A further announcement will be made at the end of this consultation process.

Manny Pohl, Managing Director, Athelney Trust, said "Following the departure of Robin Boyle, who had managed the company since launch, we want to help those investors who wish to exit their holding. At the same time, we will be looking to raise additional funds to invest in line with our stated investment policy. This policy remains to provide shareholders with prospects for long term capital growth, with the risks inherent in small cap investment minimised through a spread of holdings across various industries and sectors, whilst aiming to maintain a progressive dividend yield. The end result should be a fund larger in size than it is at the moment, which should reduce our ongoing charge figure and improve liquidity, without incurring significant issue costs."

 Dr. Emmanuel (Manny) Pohl

Manny is Chairman and Chief Investment Officer of E C Pohl & Co ("ECP"), an investment management company and has been a major shareholder in Athelney Trust for many years.

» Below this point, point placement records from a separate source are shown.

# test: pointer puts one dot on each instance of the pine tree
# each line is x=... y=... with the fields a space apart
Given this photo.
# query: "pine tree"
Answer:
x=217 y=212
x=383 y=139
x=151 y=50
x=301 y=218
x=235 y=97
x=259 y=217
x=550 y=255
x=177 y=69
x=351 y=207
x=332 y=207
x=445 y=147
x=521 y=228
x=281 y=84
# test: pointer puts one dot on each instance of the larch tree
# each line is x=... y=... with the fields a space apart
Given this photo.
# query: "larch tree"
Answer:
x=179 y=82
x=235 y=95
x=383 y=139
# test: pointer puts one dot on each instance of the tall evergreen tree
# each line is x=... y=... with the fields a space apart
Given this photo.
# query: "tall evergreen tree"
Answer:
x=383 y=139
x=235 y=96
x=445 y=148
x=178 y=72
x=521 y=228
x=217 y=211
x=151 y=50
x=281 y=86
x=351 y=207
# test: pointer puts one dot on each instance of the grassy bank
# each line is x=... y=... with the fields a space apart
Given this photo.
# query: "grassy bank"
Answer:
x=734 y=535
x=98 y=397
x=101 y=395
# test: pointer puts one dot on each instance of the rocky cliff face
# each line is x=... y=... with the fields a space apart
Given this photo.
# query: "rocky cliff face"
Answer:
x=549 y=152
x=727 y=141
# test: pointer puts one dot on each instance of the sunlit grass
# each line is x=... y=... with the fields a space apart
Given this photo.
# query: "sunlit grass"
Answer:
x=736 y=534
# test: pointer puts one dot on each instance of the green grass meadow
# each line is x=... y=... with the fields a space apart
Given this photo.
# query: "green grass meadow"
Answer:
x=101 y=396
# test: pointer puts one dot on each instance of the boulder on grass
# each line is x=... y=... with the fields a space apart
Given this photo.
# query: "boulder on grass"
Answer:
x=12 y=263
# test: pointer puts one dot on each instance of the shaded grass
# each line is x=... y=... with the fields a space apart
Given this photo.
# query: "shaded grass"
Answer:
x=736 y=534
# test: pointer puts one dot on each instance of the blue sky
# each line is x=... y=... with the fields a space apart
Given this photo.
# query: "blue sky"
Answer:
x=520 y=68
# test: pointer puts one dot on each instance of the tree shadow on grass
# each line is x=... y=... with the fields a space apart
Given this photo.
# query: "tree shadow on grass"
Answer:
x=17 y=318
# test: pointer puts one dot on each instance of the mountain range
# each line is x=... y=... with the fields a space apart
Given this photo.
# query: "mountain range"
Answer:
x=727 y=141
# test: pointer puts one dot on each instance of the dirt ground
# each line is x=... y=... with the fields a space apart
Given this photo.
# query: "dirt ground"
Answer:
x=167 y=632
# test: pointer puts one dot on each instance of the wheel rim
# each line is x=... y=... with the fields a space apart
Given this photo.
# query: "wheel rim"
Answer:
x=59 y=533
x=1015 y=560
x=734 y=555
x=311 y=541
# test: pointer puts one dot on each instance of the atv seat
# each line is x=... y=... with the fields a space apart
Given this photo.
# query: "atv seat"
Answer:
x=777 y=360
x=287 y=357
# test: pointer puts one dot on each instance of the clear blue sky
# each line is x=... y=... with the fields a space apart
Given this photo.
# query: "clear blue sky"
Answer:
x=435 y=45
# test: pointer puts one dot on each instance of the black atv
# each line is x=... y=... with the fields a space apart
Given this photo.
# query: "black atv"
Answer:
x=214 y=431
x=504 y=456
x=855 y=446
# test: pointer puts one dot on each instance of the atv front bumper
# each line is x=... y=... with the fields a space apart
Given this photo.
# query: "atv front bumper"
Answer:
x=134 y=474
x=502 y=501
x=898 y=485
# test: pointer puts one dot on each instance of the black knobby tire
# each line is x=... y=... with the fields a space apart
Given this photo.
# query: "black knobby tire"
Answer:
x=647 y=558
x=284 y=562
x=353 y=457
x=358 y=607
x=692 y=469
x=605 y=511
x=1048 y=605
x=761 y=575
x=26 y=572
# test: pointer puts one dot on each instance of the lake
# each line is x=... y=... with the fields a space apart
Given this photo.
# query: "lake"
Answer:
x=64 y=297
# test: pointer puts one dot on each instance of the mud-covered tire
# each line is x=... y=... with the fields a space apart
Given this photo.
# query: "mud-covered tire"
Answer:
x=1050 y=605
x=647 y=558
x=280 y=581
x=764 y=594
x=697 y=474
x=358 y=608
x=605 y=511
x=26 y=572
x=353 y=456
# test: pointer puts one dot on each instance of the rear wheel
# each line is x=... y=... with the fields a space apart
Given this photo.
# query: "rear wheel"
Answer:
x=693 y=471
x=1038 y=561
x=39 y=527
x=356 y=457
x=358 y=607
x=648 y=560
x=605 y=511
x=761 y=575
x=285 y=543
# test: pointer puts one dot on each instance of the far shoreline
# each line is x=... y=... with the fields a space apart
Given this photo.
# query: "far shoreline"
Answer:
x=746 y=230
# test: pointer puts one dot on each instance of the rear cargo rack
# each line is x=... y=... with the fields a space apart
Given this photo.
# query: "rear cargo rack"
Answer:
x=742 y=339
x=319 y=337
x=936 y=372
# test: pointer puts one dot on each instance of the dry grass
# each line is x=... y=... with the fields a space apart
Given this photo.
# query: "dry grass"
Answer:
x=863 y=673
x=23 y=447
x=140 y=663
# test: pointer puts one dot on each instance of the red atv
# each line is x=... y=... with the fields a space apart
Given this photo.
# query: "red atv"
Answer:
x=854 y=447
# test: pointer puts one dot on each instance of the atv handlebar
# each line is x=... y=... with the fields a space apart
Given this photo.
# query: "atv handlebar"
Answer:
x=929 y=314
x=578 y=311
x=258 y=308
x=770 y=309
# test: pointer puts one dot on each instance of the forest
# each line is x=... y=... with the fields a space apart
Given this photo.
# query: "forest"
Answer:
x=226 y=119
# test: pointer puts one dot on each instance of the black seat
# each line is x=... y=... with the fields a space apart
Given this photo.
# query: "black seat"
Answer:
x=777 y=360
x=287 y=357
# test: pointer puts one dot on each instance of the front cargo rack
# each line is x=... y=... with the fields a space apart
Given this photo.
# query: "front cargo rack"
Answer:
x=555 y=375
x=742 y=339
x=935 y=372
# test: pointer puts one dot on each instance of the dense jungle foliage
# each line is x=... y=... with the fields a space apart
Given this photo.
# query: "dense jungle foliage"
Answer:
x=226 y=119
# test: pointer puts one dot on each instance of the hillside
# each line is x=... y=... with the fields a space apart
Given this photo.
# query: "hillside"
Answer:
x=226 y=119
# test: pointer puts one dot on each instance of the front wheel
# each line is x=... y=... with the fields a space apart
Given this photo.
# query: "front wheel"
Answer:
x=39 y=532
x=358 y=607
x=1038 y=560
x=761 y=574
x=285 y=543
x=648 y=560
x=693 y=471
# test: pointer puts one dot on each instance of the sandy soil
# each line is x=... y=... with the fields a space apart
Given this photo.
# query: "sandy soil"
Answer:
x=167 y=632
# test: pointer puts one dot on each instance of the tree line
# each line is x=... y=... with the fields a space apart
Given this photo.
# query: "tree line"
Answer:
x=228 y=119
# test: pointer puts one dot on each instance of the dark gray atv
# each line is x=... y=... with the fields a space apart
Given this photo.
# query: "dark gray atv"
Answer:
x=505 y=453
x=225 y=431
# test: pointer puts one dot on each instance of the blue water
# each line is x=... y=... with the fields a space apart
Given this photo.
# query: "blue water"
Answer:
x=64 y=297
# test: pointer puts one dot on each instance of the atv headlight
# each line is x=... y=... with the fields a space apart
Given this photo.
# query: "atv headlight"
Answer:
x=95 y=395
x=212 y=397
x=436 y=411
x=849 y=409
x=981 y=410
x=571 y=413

Manny Pohl and the ECP group has in excess of AUD1000m under its management including four listed investment companies, three listed in Australia and one in the UK:

·     Flagship Investments (ASX code:FSI)

AUD50m https://flagshipinvestments.co.au

·     Barrack St Investments (ASX code: BST)

AUD23m www.barrackst.com

·     Global Masters Fund Limited (ASX code: GFL)

AUD26m www.globalmastersfund.co.au

·     Athelney Trust plc (LSE code: ATY)

GBP5m www.athelneytrust.co.uk           

Athelney Trust plc Investment Policy

 The investment objective of the Trust is to provide shareholders with prospects of long-term capital growth with the risks inherent in small cap investment minimised through a spread of holdings in quality small cap companies that operate in various industries and sectors. The Fund Manager also considers that it is important to maintain a progressive dividend record.

The assets of the Trust are allocated predominantly to companies with either a full listing on the London Stock Exchange or a trading facility on AIM or ISDX. The assets of the Trust have been allocated in two main ways: first, to the shares of those companies which have grown steadily over the years in terms of profits and dividends but, despite this progress, the market rating is favourable when compared to future earnings and dividends; second, to those companies whose shares are standing at a favourable level compared with the value of land, buildings or cash in the balance sheet.

Athelney Trust was founded in 1994. In 1996 it was on of the ten pioneer members of the Alternative Investment Market ("AIM"). In 2008 the shares became fully listed on the main market of the London Stock Exchange. Athelney Trust has a successful progressive dividend growth record and the dividend has grown every year since 2004. According to the Association of Investment Companies (AIC) Athelney Trust is one of only "22 investment companies that have increased their dividend every year between 10 and 20 years - the next generation of dividend heroes" (as at 20/03/2018).